Laporan Wartawan Tribunnews.com, Igman Ibrahim
TRIBUNNEWS.COM, JAKARTA - Anggota Komisi III DPR RI, Santoso mengatakan keputusan Majelis Hakim Pengadilan Negeri Surabaya yang menjatuhkan vonis bebas terhadap dua perwira Polri merupakan tindakan yang nyeleneh.
"Keputusan hakim di peradilan kita memang nyeleneh. Sering terjadi dalam persidangan sebuah kasus pidana yang salah bebas dan benar dihukum," ujar Santoso kepada wartawan, Jumat (17/3/2023).
Ia pun mempertanyakan apakah produk undang-undang negara yang masih belum baik atau justru para penegak keadilan yaitu Polri, Jaksa, dan Hakim yang masih belum baik.
"Publik pasti jika ditanya tentang produk regulasi yang baik atau prilaku para penegak hukum yang tidak baik.
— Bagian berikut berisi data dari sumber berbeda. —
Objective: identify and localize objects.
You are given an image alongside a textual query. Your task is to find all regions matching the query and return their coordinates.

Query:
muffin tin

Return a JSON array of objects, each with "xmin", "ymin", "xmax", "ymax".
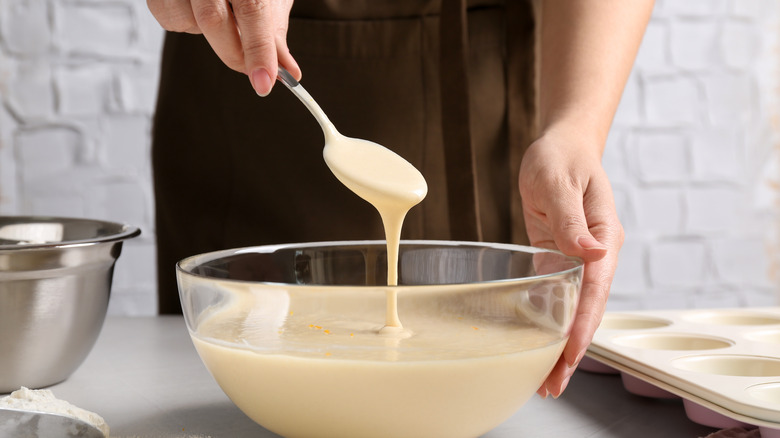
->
[{"xmin": 580, "ymin": 307, "xmax": 780, "ymax": 438}]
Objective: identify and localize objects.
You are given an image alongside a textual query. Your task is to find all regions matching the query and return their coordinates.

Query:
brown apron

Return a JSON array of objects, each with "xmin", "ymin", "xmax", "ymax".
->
[{"xmin": 152, "ymin": 0, "xmax": 534, "ymax": 314}]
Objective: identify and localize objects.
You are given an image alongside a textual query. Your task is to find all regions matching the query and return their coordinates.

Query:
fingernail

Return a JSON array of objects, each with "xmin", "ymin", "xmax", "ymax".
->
[
  {"xmin": 577, "ymin": 236, "xmax": 607, "ymax": 251},
  {"xmin": 566, "ymin": 350, "xmax": 585, "ymax": 368},
  {"xmin": 251, "ymin": 68, "xmax": 273, "ymax": 97},
  {"xmin": 553, "ymin": 376, "xmax": 571, "ymax": 399}
]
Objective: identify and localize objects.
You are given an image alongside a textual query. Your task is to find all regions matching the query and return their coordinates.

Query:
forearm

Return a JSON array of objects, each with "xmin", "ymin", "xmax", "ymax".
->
[{"xmin": 537, "ymin": 0, "xmax": 653, "ymax": 151}]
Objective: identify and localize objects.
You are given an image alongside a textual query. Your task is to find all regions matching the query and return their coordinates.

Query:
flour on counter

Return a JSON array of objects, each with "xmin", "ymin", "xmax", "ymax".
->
[{"xmin": 0, "ymin": 387, "xmax": 108, "ymax": 437}]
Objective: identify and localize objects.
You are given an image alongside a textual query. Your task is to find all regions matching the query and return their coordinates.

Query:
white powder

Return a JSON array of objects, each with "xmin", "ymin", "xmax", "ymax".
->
[{"xmin": 0, "ymin": 387, "xmax": 108, "ymax": 437}]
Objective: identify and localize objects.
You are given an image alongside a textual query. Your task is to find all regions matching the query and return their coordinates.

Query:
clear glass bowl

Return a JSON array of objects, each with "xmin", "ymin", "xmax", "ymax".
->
[{"xmin": 177, "ymin": 241, "xmax": 582, "ymax": 438}]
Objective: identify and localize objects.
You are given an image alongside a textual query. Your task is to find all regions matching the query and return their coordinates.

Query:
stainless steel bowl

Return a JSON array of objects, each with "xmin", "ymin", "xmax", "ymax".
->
[{"xmin": 0, "ymin": 216, "xmax": 141, "ymax": 393}]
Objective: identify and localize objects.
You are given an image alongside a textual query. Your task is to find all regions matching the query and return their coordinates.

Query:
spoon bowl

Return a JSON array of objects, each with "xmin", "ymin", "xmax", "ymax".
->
[{"xmin": 279, "ymin": 66, "xmax": 428, "ymax": 211}]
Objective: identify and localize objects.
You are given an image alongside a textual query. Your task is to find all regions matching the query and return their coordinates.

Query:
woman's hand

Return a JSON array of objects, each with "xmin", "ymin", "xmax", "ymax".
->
[
  {"xmin": 519, "ymin": 128, "xmax": 623, "ymax": 397},
  {"xmin": 146, "ymin": 0, "xmax": 301, "ymax": 96}
]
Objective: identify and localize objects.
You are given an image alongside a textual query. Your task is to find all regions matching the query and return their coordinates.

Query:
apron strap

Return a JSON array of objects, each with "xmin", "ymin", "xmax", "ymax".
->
[{"xmin": 439, "ymin": 0, "xmax": 482, "ymax": 241}]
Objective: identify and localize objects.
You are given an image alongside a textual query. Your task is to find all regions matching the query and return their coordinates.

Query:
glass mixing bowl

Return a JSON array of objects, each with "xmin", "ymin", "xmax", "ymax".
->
[{"xmin": 177, "ymin": 241, "xmax": 582, "ymax": 438}]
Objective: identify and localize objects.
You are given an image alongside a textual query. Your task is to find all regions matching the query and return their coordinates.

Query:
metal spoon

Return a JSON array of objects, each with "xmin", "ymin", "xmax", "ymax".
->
[
  {"xmin": 278, "ymin": 66, "xmax": 428, "ymax": 209},
  {"xmin": 0, "ymin": 408, "xmax": 106, "ymax": 438}
]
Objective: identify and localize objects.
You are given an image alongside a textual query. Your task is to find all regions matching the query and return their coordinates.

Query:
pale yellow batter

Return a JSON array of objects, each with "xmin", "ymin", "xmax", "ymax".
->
[{"xmin": 188, "ymin": 108, "xmax": 564, "ymax": 438}]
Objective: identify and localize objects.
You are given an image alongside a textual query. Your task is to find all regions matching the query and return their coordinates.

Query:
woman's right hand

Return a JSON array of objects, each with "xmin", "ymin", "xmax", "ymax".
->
[{"xmin": 146, "ymin": 0, "xmax": 301, "ymax": 96}]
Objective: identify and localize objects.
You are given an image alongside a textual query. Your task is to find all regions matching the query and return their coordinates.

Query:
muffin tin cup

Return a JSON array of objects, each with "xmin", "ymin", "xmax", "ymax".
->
[{"xmin": 584, "ymin": 307, "xmax": 780, "ymax": 432}]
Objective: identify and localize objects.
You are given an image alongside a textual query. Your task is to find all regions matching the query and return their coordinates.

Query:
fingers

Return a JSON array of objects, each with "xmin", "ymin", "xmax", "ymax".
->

Jawabannya dipastikan lebih banyak adalah prilakunya yang kurang baik," jelasnya.
Ia menuturkan bahwa jika Jaksa menganggap bahwa dakwaannya sangat kuat disertai dengan bukti-bukti yang ada, maka sangat dimungkinkan Jaksa melakukan banding atas putusan hakim tersebut.
Baca juga: KY Belum Terima Laporan Dugaan Pelanggaran Etik Hakim Vonis Bebas Polisi Kasus Kanjuruhan
Meskipun, kata dia, kasus Kanjuruhan tidak bisa dilihat hanya pada tewasnya beberapa penonton sepak bola saja.
Namun banyak sisi lain yang menjadi pertimbangan dalam menelisik kasus itu.
"Harapannya adalah tidak ada intevensi kekuasaan dalam mengurai peristiwa itu tapi murni memberi keadilan bagi para keluarga korban," katanya.
Diberitakan sebelumnya kasus tragedi Kanjuruhan sudah berada di babak penghujung.
Kamis (16/3/2023), Majelis Hakim Pengadilan Negeri (PN) Surabaya membacakan vonis terhadap tiga polisi terdakwa tragedi Kanjuruhan pada 1 Oktober 2022 yang menewaskan ratusan jiwa.
Baca juga: Terdakwa Polisi Divonis Bebas Kasus Kanjuruhan, Pimpinan Komisi X DPR: Sebagai Rakyat Kita Kecewa
Tiga terdakwa mendengarkan putusan hakim.
Dua di antara mereka yakni Kompol Wahyu Setyo Pranoto dan AKP Bambang Sidik Achmadi divonis bebas.
Sedangkan satu lagi yakni AKP Hasdarmawan dihukum 1,5 tahun penjara.
Satu di antara yang divonis bebas adalah AKP Bambang Sidik Achmadi.
Baca juga: Komisi III DPR Minta Jaksa Ambil Upaya Hukum Lanjutan Atas Vonis Bebas Polisi di Kasus Kanjuruhan
Bambang merupakan salah satu polisi yang didakwa memerintahkan penembakan gas air mata ke arah tribun suporter Arema Malang di Stadion Kajuruhan.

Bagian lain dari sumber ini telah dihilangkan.